Interesting no one has picked up on the parallels in this one.

This illustrates the problem with the current copyright law. The public domain has disappeared. It used to be hard, and deliberately so, to hold onto a copyright. In the early half of the 20th century, courts spoke of the two goals of copyright: (1) allow creators to protect their work if if was important to them to do so, for a short, limited period of time, and (2) protect the interests of society at large in having access to the large store of common culture, by forcing anything into the public domain that did not have a proper notice and that was not renewed at the 26-year mark.

Now, since 1989, notice is no longer required. The standard immunity you had before for publishing something that had no copyright notice is gone. There really is no public domain anymore.

As for Flicker CC photos: some idiot on Flickr could change his settings and deny he put something under CC, and your lawyers would be scrambling to try to see if the Wayback Machine works with AJAX sites.

We're using Flickr photos, but who do we attribute them to? We end up doing attributions like "Photo: big-weiner-daddy/Flickr" since we don't know the idiot's real name. We haven't been screenshotting the CC license, but we may have to start.

Of course, in the end the copyright law doesn't have much teeth for Flickrites. They can get an injunction against future use in these cases, but monetary damages will be pretty difficult, unless they are professional photographers who sell stock or the like. That guy should take the $50 and be happy.

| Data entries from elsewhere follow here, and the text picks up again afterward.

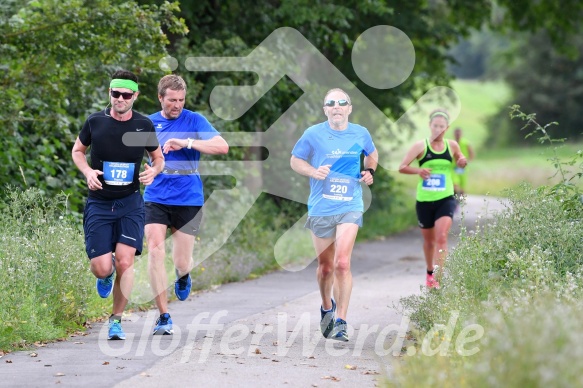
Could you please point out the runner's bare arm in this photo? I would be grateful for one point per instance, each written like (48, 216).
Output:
(415, 152)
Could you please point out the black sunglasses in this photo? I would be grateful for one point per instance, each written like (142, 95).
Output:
(340, 102)
(126, 96)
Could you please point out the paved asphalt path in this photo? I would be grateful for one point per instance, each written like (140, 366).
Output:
(256, 333)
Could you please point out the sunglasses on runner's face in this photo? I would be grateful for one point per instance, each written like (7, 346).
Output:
(340, 102)
(126, 96)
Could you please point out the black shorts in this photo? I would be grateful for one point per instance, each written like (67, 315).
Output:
(429, 212)
(108, 222)
(187, 219)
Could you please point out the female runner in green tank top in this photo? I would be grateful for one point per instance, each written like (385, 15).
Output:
(435, 201)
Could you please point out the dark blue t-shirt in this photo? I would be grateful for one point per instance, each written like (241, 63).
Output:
(173, 188)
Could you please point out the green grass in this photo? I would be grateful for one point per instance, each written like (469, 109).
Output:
(516, 284)
(479, 100)
(494, 169)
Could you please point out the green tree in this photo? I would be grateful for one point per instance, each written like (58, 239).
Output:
(547, 80)
(57, 56)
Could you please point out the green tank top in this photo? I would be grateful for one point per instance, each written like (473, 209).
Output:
(440, 183)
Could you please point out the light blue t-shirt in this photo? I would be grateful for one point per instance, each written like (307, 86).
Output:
(172, 188)
(340, 192)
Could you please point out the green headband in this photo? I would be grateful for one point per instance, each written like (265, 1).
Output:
(124, 83)
(443, 114)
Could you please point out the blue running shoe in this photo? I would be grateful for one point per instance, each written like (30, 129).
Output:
(182, 287)
(340, 330)
(104, 286)
(115, 330)
(327, 320)
(163, 325)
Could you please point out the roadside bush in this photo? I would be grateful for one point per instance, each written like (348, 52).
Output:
(44, 279)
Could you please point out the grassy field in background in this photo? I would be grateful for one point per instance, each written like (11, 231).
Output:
(494, 170)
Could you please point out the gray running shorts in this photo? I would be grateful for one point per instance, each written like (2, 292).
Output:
(325, 226)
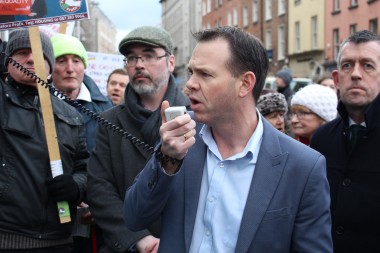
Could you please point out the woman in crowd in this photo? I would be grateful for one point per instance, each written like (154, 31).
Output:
(273, 107)
(311, 107)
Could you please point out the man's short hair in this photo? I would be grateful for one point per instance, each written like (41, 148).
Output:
(358, 37)
(247, 53)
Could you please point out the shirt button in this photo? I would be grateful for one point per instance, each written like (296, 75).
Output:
(339, 230)
(346, 182)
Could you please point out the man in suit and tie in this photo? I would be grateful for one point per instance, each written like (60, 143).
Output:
(231, 182)
(350, 144)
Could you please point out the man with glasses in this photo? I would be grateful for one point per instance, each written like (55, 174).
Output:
(116, 161)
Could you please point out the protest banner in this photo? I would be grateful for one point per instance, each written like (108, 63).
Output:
(22, 13)
(101, 65)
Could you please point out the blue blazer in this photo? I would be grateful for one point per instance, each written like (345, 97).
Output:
(287, 209)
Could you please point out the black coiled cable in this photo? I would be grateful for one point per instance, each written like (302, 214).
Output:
(81, 108)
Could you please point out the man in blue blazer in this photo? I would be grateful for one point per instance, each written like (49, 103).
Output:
(238, 185)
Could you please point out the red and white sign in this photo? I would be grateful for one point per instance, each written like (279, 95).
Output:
(15, 7)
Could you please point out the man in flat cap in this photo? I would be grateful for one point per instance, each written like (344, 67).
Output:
(116, 161)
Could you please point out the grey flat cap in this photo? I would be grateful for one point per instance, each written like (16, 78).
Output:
(149, 35)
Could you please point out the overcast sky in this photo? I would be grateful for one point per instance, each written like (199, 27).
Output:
(129, 14)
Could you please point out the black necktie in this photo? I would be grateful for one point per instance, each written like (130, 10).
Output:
(356, 131)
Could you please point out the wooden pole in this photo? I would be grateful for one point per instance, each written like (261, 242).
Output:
(62, 28)
(48, 117)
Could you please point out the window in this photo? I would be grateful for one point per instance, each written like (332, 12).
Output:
(336, 42)
(208, 6)
(297, 35)
(268, 39)
(353, 28)
(281, 42)
(373, 27)
(255, 11)
(314, 32)
(281, 7)
(229, 19)
(235, 18)
(268, 9)
(336, 5)
(245, 16)
(220, 23)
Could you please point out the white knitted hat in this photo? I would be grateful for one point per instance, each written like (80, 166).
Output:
(319, 99)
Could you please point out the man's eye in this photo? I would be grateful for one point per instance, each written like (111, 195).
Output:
(131, 58)
(368, 66)
(346, 66)
(148, 57)
(204, 74)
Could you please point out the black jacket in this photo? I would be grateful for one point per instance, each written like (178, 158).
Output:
(26, 208)
(354, 177)
(98, 104)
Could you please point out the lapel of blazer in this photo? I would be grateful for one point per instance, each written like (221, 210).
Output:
(269, 168)
(193, 179)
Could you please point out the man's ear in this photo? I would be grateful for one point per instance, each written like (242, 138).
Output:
(247, 83)
(171, 63)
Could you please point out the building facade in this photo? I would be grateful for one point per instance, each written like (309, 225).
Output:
(306, 38)
(98, 34)
(266, 19)
(181, 19)
(344, 17)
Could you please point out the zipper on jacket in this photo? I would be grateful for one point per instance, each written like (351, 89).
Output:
(35, 102)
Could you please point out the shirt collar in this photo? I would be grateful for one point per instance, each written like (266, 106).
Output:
(252, 147)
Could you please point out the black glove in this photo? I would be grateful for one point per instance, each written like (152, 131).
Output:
(63, 188)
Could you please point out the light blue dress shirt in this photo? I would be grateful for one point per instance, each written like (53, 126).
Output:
(224, 192)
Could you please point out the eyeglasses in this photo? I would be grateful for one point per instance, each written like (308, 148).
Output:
(300, 115)
(147, 59)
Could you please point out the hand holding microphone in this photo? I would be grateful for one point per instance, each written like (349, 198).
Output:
(177, 134)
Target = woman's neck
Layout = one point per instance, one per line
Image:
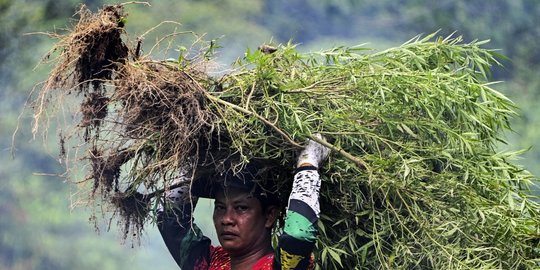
(247, 260)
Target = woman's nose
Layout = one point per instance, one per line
(228, 217)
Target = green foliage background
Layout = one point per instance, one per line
(38, 229)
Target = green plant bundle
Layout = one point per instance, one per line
(415, 180)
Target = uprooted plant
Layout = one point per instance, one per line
(415, 179)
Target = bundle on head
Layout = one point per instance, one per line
(415, 179)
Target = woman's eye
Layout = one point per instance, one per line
(242, 207)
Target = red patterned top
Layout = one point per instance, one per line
(220, 260)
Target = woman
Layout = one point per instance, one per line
(244, 214)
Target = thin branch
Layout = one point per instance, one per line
(362, 164)
(248, 112)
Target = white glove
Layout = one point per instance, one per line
(314, 153)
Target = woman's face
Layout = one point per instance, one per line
(241, 224)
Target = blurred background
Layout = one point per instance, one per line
(40, 228)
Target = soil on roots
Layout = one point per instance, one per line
(91, 52)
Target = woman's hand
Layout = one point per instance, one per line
(313, 154)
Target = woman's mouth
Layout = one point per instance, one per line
(227, 235)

Corbis holds up sites for bigger bucks in settlement, but that's because they threaten to sue for amounts roughly equal to what your attorney's fees would be. They have never actually sued and won in a blogger case though, so it remains open whether their claimed damages would hold up.

If someone wants to use a picture that's on Flickr, all they have to do is ask the photographer. If you click on "Profile" and "Send FlickrMail".

I'm the person who's picture was published without permission. I would have been more than happy to let AutoWeek use my picture as long as I am given credit for taking the picture. AutoWeek Magazine didn't ask and then lied about where they found the picture. In the end, I was paid for the shot.